Don Quixote Volume 2, Chapter 21
The bride and groom arrive and Quiteria is breathtakingly beautiful and splendid in her fine dress and many jewels. Basilio soon appears in his own special get-up for the occasion: a loose black coat accented with splashes of bright red, along with the traditional funeral crown of cypress and a huge walking stick. He accuses Quiteria of betraying their love and announces his intent to die. Hidden within the staff is a sword. He removes the sheath and throws himself upon it; the sword appearing bloody emerges from his back. Not quite dead, he begs for Quiteria to marry him now so that he can die happy. Camacho says its okay with him if Quiteria feels she should. She agrees to marry Basilio who now adds that he wants her vows to be sincere, not merely a dying man's last wish. She takes the vows stating that she will honor them whether his life is short or long.

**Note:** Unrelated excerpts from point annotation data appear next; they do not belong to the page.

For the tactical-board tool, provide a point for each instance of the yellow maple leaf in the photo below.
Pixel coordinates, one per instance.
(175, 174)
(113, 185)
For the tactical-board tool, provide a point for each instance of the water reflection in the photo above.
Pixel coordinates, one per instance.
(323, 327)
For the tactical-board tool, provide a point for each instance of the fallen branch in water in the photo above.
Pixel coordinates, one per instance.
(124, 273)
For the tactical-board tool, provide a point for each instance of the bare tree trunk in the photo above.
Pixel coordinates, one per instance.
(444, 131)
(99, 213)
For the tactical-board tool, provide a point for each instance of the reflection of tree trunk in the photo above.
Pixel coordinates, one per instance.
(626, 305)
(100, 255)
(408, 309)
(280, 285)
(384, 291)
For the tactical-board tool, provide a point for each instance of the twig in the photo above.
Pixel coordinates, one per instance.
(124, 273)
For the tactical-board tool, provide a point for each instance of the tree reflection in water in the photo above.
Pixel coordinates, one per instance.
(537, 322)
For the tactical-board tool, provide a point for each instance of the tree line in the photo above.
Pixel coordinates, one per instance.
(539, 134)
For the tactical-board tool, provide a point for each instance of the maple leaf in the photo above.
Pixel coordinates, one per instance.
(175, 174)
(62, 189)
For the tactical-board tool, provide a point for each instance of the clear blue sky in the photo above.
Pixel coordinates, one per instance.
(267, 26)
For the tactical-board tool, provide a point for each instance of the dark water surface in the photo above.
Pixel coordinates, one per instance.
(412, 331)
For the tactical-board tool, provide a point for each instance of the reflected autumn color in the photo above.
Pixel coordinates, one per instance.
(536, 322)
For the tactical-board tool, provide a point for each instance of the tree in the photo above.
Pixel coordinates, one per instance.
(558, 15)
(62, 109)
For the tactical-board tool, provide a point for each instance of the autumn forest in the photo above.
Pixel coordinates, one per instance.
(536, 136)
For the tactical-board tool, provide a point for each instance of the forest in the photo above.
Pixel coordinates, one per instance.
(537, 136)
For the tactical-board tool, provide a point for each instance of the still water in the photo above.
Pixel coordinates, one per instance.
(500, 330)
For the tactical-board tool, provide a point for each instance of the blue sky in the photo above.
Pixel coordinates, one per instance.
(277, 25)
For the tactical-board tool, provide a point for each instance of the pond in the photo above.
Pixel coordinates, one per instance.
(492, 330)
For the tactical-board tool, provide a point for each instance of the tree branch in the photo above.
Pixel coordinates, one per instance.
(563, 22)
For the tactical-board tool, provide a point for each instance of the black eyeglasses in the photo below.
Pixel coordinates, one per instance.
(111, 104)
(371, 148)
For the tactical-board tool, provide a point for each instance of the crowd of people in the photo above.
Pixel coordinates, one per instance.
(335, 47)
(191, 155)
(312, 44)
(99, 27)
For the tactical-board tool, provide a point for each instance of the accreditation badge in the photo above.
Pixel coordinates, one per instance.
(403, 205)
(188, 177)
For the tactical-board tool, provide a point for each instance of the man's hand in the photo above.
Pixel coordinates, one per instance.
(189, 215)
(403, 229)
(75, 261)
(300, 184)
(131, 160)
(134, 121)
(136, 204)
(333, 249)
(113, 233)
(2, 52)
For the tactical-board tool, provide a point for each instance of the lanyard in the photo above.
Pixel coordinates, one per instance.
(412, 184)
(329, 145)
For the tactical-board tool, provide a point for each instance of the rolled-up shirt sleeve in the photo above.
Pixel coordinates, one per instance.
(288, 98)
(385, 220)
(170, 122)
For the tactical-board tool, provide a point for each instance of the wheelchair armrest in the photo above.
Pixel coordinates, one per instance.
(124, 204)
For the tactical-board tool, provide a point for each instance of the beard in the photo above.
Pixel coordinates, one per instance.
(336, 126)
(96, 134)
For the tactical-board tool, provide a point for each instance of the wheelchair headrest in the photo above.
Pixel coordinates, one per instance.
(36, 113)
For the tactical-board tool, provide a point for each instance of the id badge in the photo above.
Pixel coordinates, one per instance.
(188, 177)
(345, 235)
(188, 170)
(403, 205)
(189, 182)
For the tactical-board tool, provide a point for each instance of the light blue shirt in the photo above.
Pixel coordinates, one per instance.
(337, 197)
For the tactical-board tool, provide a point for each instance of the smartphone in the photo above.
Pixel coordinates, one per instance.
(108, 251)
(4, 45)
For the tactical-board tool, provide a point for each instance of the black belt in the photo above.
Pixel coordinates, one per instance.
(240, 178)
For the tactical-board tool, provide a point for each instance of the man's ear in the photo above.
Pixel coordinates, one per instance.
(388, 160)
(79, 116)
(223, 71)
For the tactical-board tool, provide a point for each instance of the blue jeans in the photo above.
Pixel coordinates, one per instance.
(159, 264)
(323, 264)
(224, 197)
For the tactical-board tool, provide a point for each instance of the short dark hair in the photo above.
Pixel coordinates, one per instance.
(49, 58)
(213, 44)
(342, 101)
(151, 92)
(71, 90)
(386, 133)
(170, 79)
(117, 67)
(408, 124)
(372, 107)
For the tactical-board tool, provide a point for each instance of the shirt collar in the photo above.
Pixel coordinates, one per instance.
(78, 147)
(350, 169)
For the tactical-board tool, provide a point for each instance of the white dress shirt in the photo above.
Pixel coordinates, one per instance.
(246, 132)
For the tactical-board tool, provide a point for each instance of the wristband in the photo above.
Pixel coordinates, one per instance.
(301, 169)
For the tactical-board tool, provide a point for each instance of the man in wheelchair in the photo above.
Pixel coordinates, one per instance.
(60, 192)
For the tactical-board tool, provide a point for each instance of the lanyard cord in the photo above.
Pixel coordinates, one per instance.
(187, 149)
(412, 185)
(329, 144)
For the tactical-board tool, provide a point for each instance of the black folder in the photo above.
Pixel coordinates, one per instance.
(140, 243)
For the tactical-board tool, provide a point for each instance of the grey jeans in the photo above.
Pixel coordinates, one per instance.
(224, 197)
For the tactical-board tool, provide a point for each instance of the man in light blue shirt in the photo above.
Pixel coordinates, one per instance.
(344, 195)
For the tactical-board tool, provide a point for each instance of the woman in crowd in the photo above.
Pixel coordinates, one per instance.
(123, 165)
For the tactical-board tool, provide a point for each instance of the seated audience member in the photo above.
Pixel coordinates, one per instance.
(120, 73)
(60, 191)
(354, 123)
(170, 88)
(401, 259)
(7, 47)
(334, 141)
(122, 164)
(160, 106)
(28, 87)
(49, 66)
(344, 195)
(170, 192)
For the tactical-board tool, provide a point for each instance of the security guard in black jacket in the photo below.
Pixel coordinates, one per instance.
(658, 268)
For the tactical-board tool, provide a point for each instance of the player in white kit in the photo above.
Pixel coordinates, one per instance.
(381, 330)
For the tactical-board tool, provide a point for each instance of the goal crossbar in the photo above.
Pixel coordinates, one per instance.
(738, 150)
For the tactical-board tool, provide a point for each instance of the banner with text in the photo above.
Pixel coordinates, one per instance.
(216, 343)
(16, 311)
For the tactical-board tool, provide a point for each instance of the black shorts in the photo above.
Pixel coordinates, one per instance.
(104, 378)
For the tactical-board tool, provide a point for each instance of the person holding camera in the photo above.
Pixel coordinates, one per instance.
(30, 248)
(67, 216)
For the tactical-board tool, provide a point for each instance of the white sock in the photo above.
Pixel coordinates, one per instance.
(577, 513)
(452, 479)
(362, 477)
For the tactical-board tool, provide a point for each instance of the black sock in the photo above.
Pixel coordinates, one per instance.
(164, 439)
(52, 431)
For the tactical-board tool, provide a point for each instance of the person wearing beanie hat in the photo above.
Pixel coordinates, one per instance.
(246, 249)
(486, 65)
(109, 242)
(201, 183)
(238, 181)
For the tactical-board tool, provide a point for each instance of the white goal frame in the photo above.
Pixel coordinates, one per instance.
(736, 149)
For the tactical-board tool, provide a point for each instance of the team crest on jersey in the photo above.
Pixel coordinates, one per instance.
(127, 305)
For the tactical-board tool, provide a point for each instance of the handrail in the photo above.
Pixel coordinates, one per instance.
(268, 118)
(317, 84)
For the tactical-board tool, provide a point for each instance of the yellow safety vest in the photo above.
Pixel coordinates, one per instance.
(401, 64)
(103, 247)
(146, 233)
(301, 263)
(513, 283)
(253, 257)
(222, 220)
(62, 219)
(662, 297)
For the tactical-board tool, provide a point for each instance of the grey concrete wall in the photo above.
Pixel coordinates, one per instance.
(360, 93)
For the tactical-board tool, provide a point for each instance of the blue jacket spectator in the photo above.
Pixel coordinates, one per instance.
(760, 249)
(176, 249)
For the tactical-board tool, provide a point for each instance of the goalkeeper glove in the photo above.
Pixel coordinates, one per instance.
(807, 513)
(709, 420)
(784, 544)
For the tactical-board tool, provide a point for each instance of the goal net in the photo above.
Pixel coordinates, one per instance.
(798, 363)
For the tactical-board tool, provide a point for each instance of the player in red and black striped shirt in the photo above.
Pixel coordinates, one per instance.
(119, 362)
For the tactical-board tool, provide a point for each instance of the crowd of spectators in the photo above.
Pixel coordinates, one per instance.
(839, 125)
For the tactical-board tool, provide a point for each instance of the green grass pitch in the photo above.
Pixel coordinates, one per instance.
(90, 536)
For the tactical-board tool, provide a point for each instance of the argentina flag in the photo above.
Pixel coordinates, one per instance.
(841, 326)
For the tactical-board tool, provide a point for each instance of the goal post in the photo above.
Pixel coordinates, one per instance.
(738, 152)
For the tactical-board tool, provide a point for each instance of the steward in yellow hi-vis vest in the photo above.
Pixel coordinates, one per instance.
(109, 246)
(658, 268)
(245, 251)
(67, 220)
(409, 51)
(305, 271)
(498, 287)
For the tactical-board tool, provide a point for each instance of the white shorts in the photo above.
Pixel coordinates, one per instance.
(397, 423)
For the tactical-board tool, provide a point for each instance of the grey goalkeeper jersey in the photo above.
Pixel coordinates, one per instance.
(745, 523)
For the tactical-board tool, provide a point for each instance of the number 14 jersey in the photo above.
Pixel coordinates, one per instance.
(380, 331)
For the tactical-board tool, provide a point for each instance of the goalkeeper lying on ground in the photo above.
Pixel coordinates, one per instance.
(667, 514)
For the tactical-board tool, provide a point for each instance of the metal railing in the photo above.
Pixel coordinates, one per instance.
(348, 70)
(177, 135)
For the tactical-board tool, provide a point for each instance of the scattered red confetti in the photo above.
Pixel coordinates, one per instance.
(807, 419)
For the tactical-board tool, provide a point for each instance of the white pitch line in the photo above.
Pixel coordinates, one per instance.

Sancho notices that Basilio is quite talkative for a soon-to-be corpse. After the priest finishes the impromptu ceremony, Basilio jumps up, removes the sword and Camacho realizes he has been tricked by he and Quiteria. Camacho and his friends draw their swords to attack, but Don Quijote's argument in love's defense and the terrifying way in which he wielded his lance delayed them long enough for Camacho to calm down and consider the priest's wise council. Recovering quickly from his broken heart, he says for the party to continue. Basilio and his new bride, their friends and family, and Don Quijote and Sancho returned to his village with the only broken heart belonging to poor Sancho who had to leave all that bounty behind.